In October 2015, proud of having secured £30 billion ($39 billion; €35 billion) of Chinese investment into the British economy, then-UK Chancellor George Osborne lauded the start of a “golden era” for business ties between Beijing and London. Less than a year later, gold remains the defining colour of their relations, but the partnership has since turned into rivalry, with the UK nudging slightly ahead in the medal table of the 2016 Rio Olympics.
The irony doesn’t stop there. Two weeks ago the new, post-referendum UK government announced that it would pause Osborne’s cherished £18 billion Hinkley Point C project, a nuclear plant in which state-backed China General Nuclear Power Corporation was to be a junior investor.

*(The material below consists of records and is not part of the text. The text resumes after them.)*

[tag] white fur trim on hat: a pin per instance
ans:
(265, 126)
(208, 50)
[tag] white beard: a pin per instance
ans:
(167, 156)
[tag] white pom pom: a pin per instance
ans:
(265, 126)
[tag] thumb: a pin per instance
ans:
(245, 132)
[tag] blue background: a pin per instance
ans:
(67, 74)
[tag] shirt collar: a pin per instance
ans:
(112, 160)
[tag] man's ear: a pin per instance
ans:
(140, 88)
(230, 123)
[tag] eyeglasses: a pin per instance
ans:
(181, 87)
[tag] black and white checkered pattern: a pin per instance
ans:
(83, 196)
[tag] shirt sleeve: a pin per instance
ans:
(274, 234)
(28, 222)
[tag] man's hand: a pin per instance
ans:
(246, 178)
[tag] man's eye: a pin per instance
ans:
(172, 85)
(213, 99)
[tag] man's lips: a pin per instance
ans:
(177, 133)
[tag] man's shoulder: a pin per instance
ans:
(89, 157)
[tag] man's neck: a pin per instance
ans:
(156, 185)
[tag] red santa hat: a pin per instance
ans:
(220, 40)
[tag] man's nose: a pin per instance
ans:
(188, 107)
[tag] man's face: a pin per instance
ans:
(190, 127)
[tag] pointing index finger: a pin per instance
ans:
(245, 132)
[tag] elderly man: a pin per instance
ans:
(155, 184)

The U-turn has made China irate – all the more so as it suffered another snub shortly thereafter, this time from Down Under. Last week, Australian Treasurer Scott Morrison preliminarily blocked bids from China’s State Grid and Hong Kong's Cheung Kong Infrastructure, the only two suitors in the running to buy 50.4 percent of Ausgrid, Sydney’s electricity distribution network. The rationale was clear: “My preliminary view is that the foreign investment proposals put to me for this transaction are contrary to the national interest,” Morrison said in a press release.
That Western countries feel uneasy about China’s appetite for treasured assets deserves some sympathy. Chinese hackers, after all, are said to account for a significant share of the hundreds of attempts to attack critical infrastructure every year. The world’s most populous nation has also become a more assertive power of late, elbowing out neighbours in the South China Sea and ignoring a related international ruling.

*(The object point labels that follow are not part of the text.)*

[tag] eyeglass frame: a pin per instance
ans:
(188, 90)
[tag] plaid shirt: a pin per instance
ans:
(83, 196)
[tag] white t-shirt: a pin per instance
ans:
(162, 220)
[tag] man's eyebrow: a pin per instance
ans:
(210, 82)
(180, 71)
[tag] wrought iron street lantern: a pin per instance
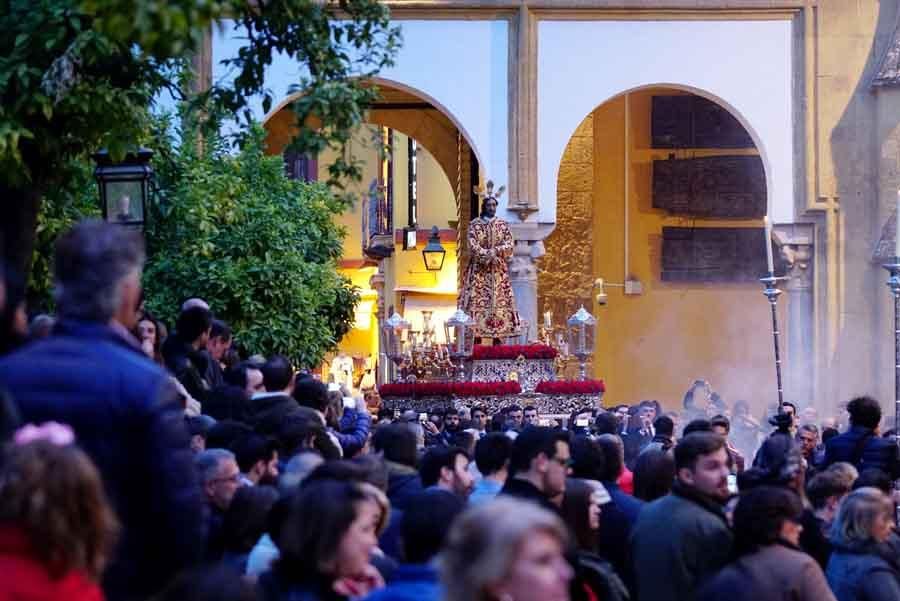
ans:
(434, 252)
(460, 337)
(582, 328)
(124, 187)
(395, 333)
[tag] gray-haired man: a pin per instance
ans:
(92, 375)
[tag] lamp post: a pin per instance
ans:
(124, 186)
(434, 252)
(460, 339)
(394, 334)
(582, 327)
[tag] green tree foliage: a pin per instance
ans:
(77, 75)
(60, 209)
(261, 248)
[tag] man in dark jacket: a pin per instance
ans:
(683, 538)
(424, 528)
(185, 351)
(860, 445)
(219, 343)
(92, 375)
(641, 434)
(538, 467)
(397, 444)
(268, 409)
(620, 515)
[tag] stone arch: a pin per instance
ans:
(587, 243)
(757, 139)
(431, 125)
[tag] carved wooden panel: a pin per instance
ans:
(716, 254)
(731, 187)
(695, 122)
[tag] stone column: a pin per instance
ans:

But Western leaders should also be careful not to justify policy reversals on loosely defined national security imperatives, especially when the latter seem designed to exclude China from the race. And in this respect, the Ausgrid decision appears especially clumsy.
Given that the sale kicked off nine months ago, one can only wonder why the Treasury let the process drag on for so long before killing it at the last minute. Judging by the existential nature of the concerns involved, presumably these already existed when the asset was put to market? The timing of the decision, coming just weeks after a tightly contested election that gave much power to independent and minority-party Senators, was also noted by observers.
It doesn’t help that beyond referring to Ausgrid's “provision of critical power and communications services to business and government”, the Treasury’s concerns haven’t been articulated – a secret worth preserving, perhaps, on the grounds that disclosing the exact nature of the threat would, well, represent a threat to national security. Morrison has given the two bidders an 18 August deadline to address said concerns. One can only hope they, at least, clearly know what those concerns are.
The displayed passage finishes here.